Every time the upper bound of the target number doubles, […]
First time seeing a blog from you, and I just wanted to say that I love the visual design (especially the cute little non-AI dogs you can pet!).
Instant RSS subscription :)
Keep in mind that when searching, a linear search quite often outperforms a binary search. A thing that is O(n) is faster due to cache locality and a possibility to optimize with SIMD. Not always, but quite often with arrays that fit to the cache, you avoid branching which helps the compiler to optimize.
I love @pkhuong’s old post, binary search eliminates branch mispredictions which shows that a properly-implemented binary search can do very well. But I expect the vector/scalar tradeoff is quite different these days.
Much love to you for this:
init() {
// Look, I know. This is a fucking monstrosity. I agree with you and I hate
// myself. However, for reasons beyond my understanding, Firefox on iOS
// would not load the hero without this convoluted sequence of waits. So
// they're staying. I don't like it any more than you do.
requestAnimationFrame(() => {
setTimeout(() => {
this.createSVG();
requestAnimationFrame(() => {
setTimeout(() => {
this.startAnimation();
}, 50);
});
}, 50);
});
}
Beautiful article, as always.
Just a couple of thought I had after reading it:
as you also note, the only way to actually know which algorithm is better, is by measuring it. The algorithmically relevant information here is that what these notations do is “swallow” the constant factor themselves. But in real life they are absolutely there and for small n values they may change the results - though very importantly, for big enough n, the better algorithm will always end up winning. An interesting practical experiment might be writing a very optimized C/rust whatever bubble sort, and comparing it against a very inefficiently written merge sort in a much slower language.

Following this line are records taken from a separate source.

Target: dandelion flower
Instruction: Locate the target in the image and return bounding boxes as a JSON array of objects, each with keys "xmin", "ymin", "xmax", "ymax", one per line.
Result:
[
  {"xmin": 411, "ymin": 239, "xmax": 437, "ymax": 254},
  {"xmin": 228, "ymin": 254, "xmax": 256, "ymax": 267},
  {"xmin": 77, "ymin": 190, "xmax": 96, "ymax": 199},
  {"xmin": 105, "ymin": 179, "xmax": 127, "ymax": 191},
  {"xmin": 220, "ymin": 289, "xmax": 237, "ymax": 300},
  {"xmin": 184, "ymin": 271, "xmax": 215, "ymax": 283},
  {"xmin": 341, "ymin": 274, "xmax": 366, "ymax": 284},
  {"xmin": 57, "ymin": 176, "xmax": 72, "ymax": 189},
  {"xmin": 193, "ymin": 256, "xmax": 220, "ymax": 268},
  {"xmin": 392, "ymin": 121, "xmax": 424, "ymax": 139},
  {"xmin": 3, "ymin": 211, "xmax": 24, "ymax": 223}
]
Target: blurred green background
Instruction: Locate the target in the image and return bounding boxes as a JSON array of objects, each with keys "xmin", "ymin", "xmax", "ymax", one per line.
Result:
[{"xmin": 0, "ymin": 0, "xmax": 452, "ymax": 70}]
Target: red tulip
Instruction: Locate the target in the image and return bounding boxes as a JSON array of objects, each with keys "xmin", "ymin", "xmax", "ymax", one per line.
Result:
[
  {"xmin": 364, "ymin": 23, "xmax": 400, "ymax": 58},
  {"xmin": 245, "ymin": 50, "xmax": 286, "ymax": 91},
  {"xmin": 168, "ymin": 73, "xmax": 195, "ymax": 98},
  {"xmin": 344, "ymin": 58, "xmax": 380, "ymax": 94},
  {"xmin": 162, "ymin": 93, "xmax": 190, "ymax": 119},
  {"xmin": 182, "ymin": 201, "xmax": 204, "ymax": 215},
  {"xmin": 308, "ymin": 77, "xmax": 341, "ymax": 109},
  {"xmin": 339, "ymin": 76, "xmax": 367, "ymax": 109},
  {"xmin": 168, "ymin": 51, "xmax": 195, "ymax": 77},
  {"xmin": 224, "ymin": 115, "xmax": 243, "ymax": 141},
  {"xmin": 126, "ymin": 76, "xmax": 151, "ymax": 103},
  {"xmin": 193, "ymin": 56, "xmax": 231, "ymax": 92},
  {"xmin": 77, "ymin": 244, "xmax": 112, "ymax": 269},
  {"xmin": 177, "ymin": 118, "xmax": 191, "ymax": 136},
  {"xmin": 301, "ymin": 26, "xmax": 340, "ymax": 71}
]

my another note, which may be more important - people often think of these notations as a magic token they have to learn. I found it very enlightening when I got the task of writing the pseudo code for a simple algorithm, and simply trying to write an expression for its runtime. Probably nothing new for most people, but in the slim chance it is interesting for someone here is how it could go:
You take each line of the code, and assign it a constant assuming that the “line” takes that amount of time, e.g. this Addition will take c1 time, this array element move c2, etc. You can then simply sum these all up and get a formula (when you have a loop, you might have to make a decision on which runtime metric you want to calculate. E.g. the loop for bubble sort will execute different number of times depending on the input data. But we can do an upper bound in the worst case scenario, so multiply the inner blocks constants’ sum with that number).
For a O(n^2)
algorithm it might look as (c1+c2)*n^2+(c3+c4)*n+c5
. This is a general formula where replacing the constant values with some measured value, we could even get an estimate on the actual runtime - for a given implementation in a given language. [1]
It’s just that we can just replace c1+c2 as a new constant, find a bigger number (e.g. c3+c4+1) and add that to it as well, calling it c. We can easily see that c*n^2 will always be larger than n, so we can replace our function with an asymptotic upper bound like this. The constant c5 can be similarly dealt with, resulting in c'*n^2
. The O notation will remove the constant, leaving us with the well-known formula.
[1] it’s an interesting topic that this type of formulas don’t take caches, branch prediction, etc into account - mostly because it would make it prohibitively difficult , though there are better models.